# UK Soap and Drama Discussion > Emmerdale > The Rumour Mill >  Lexi and Carrie Spoiler?

## tammyy2j

Carrie is actually Lexi's mum so whose is her dad?

----------


## Joanne

Tom or Carl? Not sure how old Carl was when he slept with Carrie or how old he is supposed to be now or how old Lexie is for that matter so I don't know if it would even be possible.

----------


## Chris_2k11

Oh how ridiculous

 :Mad:

----------


## heardki

Just read in Woman mag, that Lexi's is Carrie's daugther, not her sister.  Carrie got pregnant at 14, so her mum brought up the baby as her own :Cheer:

----------

Londoner (12-09-2007)

----------


## samantha nixon

This is on the emmerdale site and it says lexi is upset as carrie says shell never be able to love her like a daughter and that she doesnt want scarlett to find out anything about it

----------


## Chloe O'brien

This will bring some fireworks among the King family if it's true as then she is not Tom King's daughter that Carrie claimed she was.

----------


## samantha nixon

Lexi isnt Tom Kings daughter anyway Scarlett is so it wont matter to the king brothers

----------


## Chloe O'brien

I know sorry I realised that after I have posted it.
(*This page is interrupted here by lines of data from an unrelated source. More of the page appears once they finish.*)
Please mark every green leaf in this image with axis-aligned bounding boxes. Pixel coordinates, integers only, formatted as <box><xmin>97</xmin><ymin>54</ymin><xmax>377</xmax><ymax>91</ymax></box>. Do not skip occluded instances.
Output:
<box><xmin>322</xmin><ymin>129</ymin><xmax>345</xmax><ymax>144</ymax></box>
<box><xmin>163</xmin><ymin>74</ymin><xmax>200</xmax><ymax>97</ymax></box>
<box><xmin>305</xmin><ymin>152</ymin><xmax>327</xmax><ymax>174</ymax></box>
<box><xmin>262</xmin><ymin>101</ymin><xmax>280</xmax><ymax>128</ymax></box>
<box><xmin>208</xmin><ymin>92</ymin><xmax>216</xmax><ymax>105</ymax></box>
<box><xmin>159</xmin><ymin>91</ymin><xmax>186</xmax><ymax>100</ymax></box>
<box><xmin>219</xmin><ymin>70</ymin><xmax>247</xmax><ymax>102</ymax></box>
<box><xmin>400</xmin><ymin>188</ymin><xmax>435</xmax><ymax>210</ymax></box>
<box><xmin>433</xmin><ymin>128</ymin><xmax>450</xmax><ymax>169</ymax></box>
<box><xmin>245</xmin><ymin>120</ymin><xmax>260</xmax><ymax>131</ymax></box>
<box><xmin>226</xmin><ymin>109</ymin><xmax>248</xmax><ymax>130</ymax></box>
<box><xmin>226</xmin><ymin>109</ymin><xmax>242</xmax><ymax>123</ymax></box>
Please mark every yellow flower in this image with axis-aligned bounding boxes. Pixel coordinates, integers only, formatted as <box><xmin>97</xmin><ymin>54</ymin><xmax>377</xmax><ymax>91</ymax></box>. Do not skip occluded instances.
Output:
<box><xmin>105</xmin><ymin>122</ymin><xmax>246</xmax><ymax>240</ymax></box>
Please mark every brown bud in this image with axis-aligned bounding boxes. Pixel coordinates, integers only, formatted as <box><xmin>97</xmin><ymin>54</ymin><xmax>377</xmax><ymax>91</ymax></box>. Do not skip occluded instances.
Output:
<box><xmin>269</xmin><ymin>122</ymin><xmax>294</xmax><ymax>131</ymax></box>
Silly Mooo  :Rotfl:  I was thinking that Scarlett was Lexi's daughter and Carrie pretended she was her's.

----------


## Bryan

blatant rip off of Kat/Zoe  :Thumbsdown:   :Lweek:

----------


## Katy

I thought that but it is a little different as it is Lexi who brings it up not the other way round. I wonder how she found out though?

----------


## Emmerdalian

> This is on the emmerdale site and it says lexi is upset as carrie says shell never be able to love her like a daughter and that she doesnt want scarlett to find out anything about it


I think Carrie wanted all of this to remain hidden for a bit longer, possibly until Scarlett got older. I'm wondering what Lexi will do once she finds out. :Ponder:

----------


## tammyy2j

> Tom or Carl? Not sure how old Carl was when he slept with Carrie or how old he is supposed to be now or how old Lexie is for that matter so I don't know if it would even be possible.


I doubt any of the Kings are Lexi's father

----------